First, you cautiously creak open the door. You attempt to be as soundless as possible. Then, you tiptoe carefully, placing each foot lightly on the carpet. You pause to scan the bedroom, looking right and looking left. This is similar to the method of crossing a road or entering a danger zone. But you see no danger here. You sigh, relieved. You are alone. You take one more step, with less caution now, and reveal yourself. Somebody screams. Your heart races, knowing that the scream is one of terror … terror of you … the monster. A child runs from one corner of the room to her bed in fear. She hides under her covers and pulls her blanket up to the brim of her nose. Her eyes overflow with tears.
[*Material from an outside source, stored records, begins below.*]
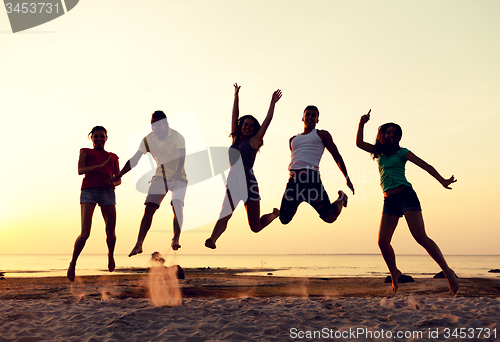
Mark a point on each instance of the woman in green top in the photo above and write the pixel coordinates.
(399, 197)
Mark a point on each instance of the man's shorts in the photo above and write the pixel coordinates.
(159, 188)
(304, 186)
(400, 202)
(98, 195)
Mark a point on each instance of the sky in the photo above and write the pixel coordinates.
(430, 66)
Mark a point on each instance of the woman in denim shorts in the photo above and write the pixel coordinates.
(98, 166)
(399, 197)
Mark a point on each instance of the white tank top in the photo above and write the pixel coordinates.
(306, 151)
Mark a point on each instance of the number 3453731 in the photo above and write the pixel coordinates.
(32, 7)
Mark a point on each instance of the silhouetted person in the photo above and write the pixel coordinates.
(242, 185)
(98, 166)
(400, 198)
(304, 184)
(168, 148)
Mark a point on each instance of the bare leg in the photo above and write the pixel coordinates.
(256, 222)
(146, 221)
(388, 225)
(86, 210)
(337, 206)
(178, 220)
(219, 228)
(415, 222)
(109, 215)
(221, 224)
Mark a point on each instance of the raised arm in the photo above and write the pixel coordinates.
(359, 136)
(236, 108)
(332, 148)
(256, 139)
(431, 170)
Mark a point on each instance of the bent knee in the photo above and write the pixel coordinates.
(285, 220)
(330, 218)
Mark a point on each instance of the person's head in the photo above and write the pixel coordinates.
(159, 124)
(98, 135)
(389, 133)
(388, 138)
(310, 117)
(247, 127)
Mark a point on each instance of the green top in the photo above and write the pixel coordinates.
(392, 170)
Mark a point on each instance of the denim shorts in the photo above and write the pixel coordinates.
(98, 195)
(400, 202)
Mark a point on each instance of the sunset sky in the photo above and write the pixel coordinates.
(431, 66)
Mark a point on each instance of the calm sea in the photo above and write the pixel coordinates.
(310, 265)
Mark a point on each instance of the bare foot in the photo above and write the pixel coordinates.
(343, 197)
(111, 263)
(394, 278)
(452, 281)
(175, 244)
(210, 243)
(137, 250)
(276, 212)
(71, 272)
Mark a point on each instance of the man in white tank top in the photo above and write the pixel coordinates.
(304, 184)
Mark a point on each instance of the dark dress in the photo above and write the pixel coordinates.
(241, 182)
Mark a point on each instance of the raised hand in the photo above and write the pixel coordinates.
(349, 185)
(446, 182)
(365, 118)
(276, 96)
(236, 88)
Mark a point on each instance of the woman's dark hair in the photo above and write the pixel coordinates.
(311, 107)
(381, 146)
(158, 115)
(256, 126)
(97, 128)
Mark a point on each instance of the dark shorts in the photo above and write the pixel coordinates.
(304, 187)
(98, 195)
(400, 202)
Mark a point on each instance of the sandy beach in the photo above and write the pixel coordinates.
(221, 305)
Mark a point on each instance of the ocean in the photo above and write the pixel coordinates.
(292, 265)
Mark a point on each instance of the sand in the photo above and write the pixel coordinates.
(220, 305)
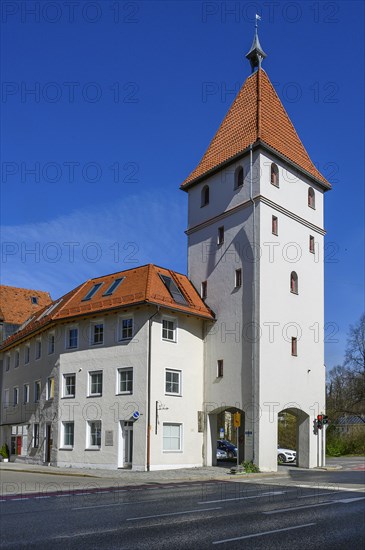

She wails. She screams. She yells, “MONSTER!”
But Monster – sweet, beautiful Monster – you are not grotesque. You are not horrifying. You are worthy. You are desired. You are loved. Fear, anxiety, insecurity creates the monstrous image the mirror beholds. Except you are not your fear, your anxiety does not control your life, and your insecurities do not make you a monster.
So Monster – or Ted, Angela, Charles or whoever you truly are – do not be afraid. The world will not wail, will not scream, will not yell when it sees the true you. The world will look at you, Monster, and still see Ted, Angela, Charles – the world will still see you. I think you’ll realize that once you open that door, “Monster” is the last thing you will be called.
Maybe in movies, the real reason monsters hide in the closet is because they are afraid people will not accept them. Maybe they are hiding diffidently from the monsters outside the closet, the ones who say they are not good enough. Maybe if the people outside the closet opened their arms wide with acceptance rather than closed their minds with fear, the monster would have no reason to act the way monsters act.
But life is no movie and you are no monster. No matter what you are hiding – a love for “Dragon Tales,” mental health issues, a desire to crochet, beliefs contrasting your peers’, your aspirations, a fondness towards Donald Trump, your hidden sexuality, your untold failures—you do not have to hide anymore. The people outside that closet – your friends, your girlfriend, your family, your coach – will not yell, “Monster.” We will accept you. We will still love you. So, Monster, come out of that closet.